Starting from this module, we will delve into the complex realm of architecture design and learn about the design of distributed databases.

We all know that internet applications have become ubiquitous, and the amount of data is constantly increasing. For internet businesses such as Taobao, Meituan, and Baidu, traditional single-instance databases are unable to meet the performance and storage requirements. Therefore, distributed architecture has experienced significant development.

For developers and DBAs, it is crucial to recognize that database technology is going through a major transformation. It is beneficial to gain an early understanding of distributed architecture design and assist companies in transitioning from outdated single-instance architectures to distributed architectures. This knowledge will significantly improve your competitiveness in the workplace.

Without further ado, let’s dive into the topic of distributed architecture design. In this lecture, let’s start by understanding what a “distributed database” is.

Concept of Distributed Database #

According to the official definition on Wiki, a distributed database is:

A distributed database is a database in which data is stored across different physical locations. It may be stored in multiple computers located in the same physical location (e.g. a data centre); or maybe dispersed over a network of interconnected computers.

From this definition, we can understand that a distributed database is a database that stores data across different physical locations.

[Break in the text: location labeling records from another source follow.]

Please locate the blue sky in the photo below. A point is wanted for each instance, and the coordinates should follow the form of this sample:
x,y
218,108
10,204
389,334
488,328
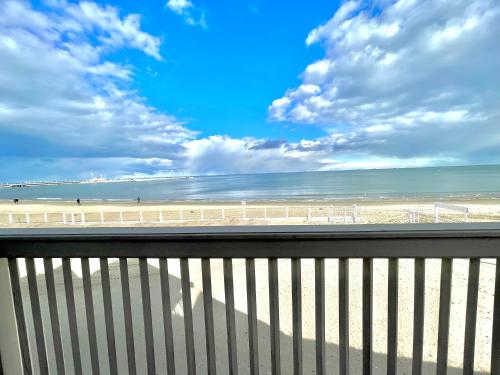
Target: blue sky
x,y
223,76
176,87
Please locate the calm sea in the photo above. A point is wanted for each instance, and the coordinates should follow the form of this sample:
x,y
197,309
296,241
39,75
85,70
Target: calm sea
x,y
473,181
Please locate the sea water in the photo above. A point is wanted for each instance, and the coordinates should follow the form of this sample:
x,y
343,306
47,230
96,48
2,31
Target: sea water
x,y
454,182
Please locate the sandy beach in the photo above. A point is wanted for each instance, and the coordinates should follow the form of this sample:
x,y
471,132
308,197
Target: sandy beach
x,y
124,213
368,211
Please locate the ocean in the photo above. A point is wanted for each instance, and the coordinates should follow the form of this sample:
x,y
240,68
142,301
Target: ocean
x,y
448,182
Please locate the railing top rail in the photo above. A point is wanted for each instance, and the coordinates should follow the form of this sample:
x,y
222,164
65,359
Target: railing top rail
x,y
430,241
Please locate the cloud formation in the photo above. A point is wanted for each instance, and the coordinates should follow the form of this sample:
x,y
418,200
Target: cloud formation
x,y
61,98
405,79
192,14
406,84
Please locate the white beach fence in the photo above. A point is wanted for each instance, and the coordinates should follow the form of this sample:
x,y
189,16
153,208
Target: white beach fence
x,y
443,213
309,214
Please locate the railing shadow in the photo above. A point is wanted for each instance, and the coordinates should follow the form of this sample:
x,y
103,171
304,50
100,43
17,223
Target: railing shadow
x,y
379,359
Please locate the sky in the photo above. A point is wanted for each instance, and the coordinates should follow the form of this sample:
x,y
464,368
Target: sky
x,y
197,87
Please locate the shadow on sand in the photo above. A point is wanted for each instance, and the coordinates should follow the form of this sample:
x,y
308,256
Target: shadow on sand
x,y
379,359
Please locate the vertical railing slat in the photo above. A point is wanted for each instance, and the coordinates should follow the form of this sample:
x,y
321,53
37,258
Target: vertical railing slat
x,y
20,319
343,316
148,320
495,340
418,316
444,315
70,305
209,315
253,345
470,316
167,316
392,316
188,316
274,316
127,316
367,315
320,315
37,316
54,315
297,316
230,319
89,311
108,315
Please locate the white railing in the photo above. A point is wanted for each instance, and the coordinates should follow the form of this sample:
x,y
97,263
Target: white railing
x,y
309,214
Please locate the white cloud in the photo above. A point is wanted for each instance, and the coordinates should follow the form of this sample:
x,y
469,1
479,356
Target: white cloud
x,y
62,98
192,14
426,70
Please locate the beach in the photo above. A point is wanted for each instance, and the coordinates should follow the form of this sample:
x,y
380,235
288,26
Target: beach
x,y
368,212
282,212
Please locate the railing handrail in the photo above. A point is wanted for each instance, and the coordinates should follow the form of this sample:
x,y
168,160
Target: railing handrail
x,y
364,241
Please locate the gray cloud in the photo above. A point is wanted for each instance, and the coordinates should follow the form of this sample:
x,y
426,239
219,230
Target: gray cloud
x,y
413,79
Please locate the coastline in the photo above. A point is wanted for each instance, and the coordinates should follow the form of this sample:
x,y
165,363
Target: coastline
x,y
46,213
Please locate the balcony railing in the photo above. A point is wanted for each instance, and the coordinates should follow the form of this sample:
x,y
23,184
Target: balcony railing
x,y
70,341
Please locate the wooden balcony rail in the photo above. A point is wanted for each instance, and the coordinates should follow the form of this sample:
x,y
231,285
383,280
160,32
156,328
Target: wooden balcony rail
x,y
295,243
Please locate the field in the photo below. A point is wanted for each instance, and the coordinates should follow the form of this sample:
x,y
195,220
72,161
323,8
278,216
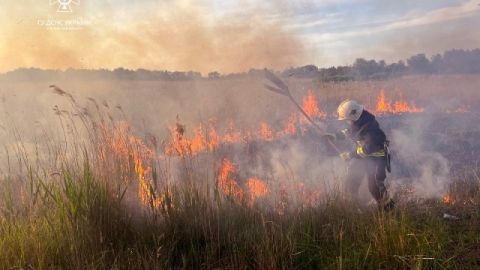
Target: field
x,y
223,174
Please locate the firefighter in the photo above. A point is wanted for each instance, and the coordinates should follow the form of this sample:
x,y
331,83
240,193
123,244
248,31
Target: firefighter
x,y
371,157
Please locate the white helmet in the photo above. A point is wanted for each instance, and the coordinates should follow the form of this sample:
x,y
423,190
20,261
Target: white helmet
x,y
349,110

In contrast to the databases we have previously studied, where data is stored on a physical storage corresponding to a single instance, in a distributed database, data is stored on different database instances.

Diagram 0.png

Architecture of a Distributed Database

From the diagram, we can see that in a distributed database, there are three layers: compute layer, metadata layer, and storage layer:

The compute layer is equivalent to the SQL layer in a single-instance database. It is responsible for performing access authorization, routing access, and other operations related to data manipulation.
The metadata layer records the information about how many storage nodes are in the distributed database cluster and their corresponding IP addresses, ports, etc. When the compute layer of a distributed database starts, it first accesses the metadata layer to obtain all the cluster information to ensure the correct parsing and routing of SQL queries. Additionally, because the metadata information is stored in the metadata layer, there can be multiple compute layers in a distributed database to achieve performance scalability.
The storage layer is responsible for storing the data. However, the storage layer needs to be on the same server as the compute layer, or at the very least, in the same process.

As we can see, the advantage of a distributed database is that it distributes data across different servers. This horizontal scaling ability, known as Scale Out, can address the performance and storage bottlenecks of single-instance databases.

Theoretically, the performance of a distributed database can achieve linear improvement with the expansion of the compute and storage layers.

From a availability perspective, if the storage layer experiences a failure, it will only impact 1/N of the data, where N depends on the number of servers the data is distributed to. Therefore, the availability of a distributed database is significantly higher compared to a single-instance database. Achieving 99.999% availability with a single-instance database may be difficult, but with a distributed database, it is much easier.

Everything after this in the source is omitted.